And a comment from ARM: > Please note that our Cortex-M processors, which are pervasive in low-power, connected IoT devices, are not impacted.

[1] https://git.kernel.org/pub/scm/linux/kernel/git/tip/tip.git/...

[2] https://www.axios.com/how-the-giants-of-tech-are-dealing-wit...

My read is that vulnerable processors generally have to:

1. Have out of order execution

2. Have aggressive speculative memory load / caching behavior

3. Be able to speculatively cache memory not owned by the current process (either kernel or otherwise)

4. Have deterministic ways of triggering a speculative load / read to the same memory location

2 is probably the saving grace in ARM / low power land, given they don't have the power budget to trade speculative loads for performance (in the event they're even out of order in the first place).
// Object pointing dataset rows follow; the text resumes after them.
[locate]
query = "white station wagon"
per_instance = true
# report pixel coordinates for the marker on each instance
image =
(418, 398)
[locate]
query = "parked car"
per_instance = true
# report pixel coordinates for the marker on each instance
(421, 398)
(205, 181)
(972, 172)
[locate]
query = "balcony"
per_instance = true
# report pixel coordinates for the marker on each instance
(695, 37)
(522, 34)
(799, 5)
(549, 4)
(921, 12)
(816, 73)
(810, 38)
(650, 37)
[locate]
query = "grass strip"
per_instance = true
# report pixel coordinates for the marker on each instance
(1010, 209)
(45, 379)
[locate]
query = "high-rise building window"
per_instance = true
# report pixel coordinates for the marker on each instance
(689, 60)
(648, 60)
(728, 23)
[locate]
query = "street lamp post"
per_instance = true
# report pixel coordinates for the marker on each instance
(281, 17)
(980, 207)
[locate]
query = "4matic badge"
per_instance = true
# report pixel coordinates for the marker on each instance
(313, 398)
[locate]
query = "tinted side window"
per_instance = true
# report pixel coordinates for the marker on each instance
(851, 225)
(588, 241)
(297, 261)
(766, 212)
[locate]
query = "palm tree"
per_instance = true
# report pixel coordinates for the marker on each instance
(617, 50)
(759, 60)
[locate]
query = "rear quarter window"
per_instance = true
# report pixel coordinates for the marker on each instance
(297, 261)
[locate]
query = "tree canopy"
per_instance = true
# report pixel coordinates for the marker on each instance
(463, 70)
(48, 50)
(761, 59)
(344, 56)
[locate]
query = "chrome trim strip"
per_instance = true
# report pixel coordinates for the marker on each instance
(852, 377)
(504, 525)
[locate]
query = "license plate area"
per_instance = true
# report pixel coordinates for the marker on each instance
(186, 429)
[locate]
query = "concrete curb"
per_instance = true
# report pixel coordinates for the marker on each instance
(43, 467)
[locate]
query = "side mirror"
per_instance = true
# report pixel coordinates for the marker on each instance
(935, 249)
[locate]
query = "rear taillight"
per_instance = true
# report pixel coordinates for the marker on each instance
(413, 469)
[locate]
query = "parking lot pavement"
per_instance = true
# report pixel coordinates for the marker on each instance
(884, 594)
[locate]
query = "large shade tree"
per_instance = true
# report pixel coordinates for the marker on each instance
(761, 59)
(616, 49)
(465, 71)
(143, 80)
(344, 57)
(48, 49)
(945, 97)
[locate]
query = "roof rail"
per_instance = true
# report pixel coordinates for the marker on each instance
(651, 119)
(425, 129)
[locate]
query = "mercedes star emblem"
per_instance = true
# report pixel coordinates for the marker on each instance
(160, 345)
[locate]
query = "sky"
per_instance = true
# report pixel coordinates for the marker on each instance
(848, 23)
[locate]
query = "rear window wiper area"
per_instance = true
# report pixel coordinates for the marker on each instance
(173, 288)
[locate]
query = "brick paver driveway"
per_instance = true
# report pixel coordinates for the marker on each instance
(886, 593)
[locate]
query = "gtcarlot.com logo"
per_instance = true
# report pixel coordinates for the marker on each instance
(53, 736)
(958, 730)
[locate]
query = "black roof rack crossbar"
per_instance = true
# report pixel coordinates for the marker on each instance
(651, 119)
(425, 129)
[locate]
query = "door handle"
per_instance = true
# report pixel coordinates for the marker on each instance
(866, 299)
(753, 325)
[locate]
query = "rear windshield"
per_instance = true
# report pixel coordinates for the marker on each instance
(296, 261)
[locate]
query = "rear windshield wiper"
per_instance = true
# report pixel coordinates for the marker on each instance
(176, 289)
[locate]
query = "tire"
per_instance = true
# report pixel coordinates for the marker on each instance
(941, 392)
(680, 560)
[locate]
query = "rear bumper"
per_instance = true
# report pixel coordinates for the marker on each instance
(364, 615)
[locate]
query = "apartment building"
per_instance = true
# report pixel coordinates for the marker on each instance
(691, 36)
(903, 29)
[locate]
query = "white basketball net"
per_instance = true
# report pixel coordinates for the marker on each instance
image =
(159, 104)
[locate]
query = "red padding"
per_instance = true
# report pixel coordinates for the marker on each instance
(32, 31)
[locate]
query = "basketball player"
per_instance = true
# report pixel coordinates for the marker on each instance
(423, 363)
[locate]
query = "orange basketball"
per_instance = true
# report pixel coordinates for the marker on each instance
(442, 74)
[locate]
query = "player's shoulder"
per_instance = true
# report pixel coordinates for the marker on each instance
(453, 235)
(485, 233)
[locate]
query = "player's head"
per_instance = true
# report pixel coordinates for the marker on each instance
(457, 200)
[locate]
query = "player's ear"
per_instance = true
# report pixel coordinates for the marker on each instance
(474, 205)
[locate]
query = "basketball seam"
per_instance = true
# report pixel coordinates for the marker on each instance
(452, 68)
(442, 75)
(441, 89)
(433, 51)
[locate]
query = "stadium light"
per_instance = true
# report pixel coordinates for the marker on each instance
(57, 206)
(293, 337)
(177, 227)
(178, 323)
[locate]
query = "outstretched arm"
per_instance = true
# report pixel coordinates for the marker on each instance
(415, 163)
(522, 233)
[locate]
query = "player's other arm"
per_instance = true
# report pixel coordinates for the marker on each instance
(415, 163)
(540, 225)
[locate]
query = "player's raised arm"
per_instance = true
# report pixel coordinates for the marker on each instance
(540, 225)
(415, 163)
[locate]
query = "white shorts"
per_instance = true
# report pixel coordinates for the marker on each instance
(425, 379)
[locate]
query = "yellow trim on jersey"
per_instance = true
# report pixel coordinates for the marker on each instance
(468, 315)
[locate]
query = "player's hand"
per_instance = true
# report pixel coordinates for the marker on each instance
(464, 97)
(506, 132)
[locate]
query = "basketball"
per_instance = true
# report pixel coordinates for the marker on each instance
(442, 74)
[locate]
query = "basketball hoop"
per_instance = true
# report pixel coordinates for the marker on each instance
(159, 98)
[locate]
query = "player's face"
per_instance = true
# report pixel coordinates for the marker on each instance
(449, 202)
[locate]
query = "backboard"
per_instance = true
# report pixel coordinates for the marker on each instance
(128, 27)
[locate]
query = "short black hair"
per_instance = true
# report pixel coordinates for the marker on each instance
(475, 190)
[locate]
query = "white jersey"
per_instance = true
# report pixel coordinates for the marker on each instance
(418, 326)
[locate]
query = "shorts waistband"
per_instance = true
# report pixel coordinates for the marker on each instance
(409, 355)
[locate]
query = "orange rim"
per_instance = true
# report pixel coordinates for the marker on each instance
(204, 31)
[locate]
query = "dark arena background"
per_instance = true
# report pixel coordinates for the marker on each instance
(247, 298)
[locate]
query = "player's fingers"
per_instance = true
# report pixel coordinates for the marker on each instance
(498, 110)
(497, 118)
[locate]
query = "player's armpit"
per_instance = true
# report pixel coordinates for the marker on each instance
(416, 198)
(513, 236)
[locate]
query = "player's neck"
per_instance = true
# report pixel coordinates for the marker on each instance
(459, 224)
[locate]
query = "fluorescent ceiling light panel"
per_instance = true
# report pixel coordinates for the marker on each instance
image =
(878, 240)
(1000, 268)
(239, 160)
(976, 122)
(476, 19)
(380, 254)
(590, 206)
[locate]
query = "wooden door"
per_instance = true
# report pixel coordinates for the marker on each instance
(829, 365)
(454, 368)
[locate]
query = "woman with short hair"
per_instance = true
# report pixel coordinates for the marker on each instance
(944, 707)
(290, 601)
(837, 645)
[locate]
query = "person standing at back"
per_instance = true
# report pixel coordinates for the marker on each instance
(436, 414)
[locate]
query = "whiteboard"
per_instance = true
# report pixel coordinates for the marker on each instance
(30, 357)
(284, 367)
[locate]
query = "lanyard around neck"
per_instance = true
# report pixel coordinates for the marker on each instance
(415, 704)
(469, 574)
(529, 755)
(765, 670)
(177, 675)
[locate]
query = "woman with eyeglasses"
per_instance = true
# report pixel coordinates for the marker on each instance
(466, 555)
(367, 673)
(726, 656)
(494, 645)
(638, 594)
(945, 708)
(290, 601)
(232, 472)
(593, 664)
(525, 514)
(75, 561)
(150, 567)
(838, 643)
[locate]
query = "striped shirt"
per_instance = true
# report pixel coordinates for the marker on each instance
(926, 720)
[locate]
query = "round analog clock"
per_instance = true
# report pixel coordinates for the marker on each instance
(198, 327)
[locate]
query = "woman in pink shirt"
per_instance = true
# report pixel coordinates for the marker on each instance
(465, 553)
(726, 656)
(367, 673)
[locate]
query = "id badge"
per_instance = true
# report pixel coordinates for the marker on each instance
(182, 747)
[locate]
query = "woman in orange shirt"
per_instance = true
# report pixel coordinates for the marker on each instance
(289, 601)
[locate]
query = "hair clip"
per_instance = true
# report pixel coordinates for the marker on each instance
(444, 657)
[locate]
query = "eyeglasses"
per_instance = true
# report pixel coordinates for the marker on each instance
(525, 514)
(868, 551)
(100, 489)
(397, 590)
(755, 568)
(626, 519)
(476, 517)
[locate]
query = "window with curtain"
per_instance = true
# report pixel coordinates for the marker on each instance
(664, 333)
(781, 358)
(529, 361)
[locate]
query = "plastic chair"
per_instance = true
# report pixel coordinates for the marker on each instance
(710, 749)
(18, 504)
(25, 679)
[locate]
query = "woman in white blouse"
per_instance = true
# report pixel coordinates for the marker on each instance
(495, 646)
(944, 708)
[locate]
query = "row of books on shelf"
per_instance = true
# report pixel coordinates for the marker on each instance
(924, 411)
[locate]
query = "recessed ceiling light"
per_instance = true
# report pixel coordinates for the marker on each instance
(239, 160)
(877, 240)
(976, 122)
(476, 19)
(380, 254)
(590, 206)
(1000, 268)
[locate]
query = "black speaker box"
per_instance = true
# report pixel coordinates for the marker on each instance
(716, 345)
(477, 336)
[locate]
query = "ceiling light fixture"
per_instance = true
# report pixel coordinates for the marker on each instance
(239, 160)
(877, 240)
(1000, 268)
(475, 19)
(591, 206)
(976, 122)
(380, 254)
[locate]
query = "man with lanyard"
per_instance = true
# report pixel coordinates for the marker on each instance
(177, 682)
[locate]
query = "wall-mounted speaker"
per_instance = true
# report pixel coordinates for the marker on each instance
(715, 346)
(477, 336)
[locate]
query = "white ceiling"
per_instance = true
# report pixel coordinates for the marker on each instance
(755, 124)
Caveat: I'm drinking pretty strong Belgian beer while reading through these papers.

How does that pertain to the vulnerabilities that involve eBPF? My understanding is that eBPF code executes within the kernel, and so would run at the same privilege level.

"Intel suffers a Meltdown" should be an apt headline for tomorrow's headlines.

Another good article: https://www.theregister.co.uk/2018/01/02/intel_cpu_design_fl...

"AMD processors are not subject to the types of attacks that the kernel page table isolation feature protects against. The AMD microarchitecture does not allow memory references, including speculative references, that access higher privileged data when running in a lesser privileged mode when that access would result in a page fault."

Google's post is newer and has more insights, the registry article is now outdated.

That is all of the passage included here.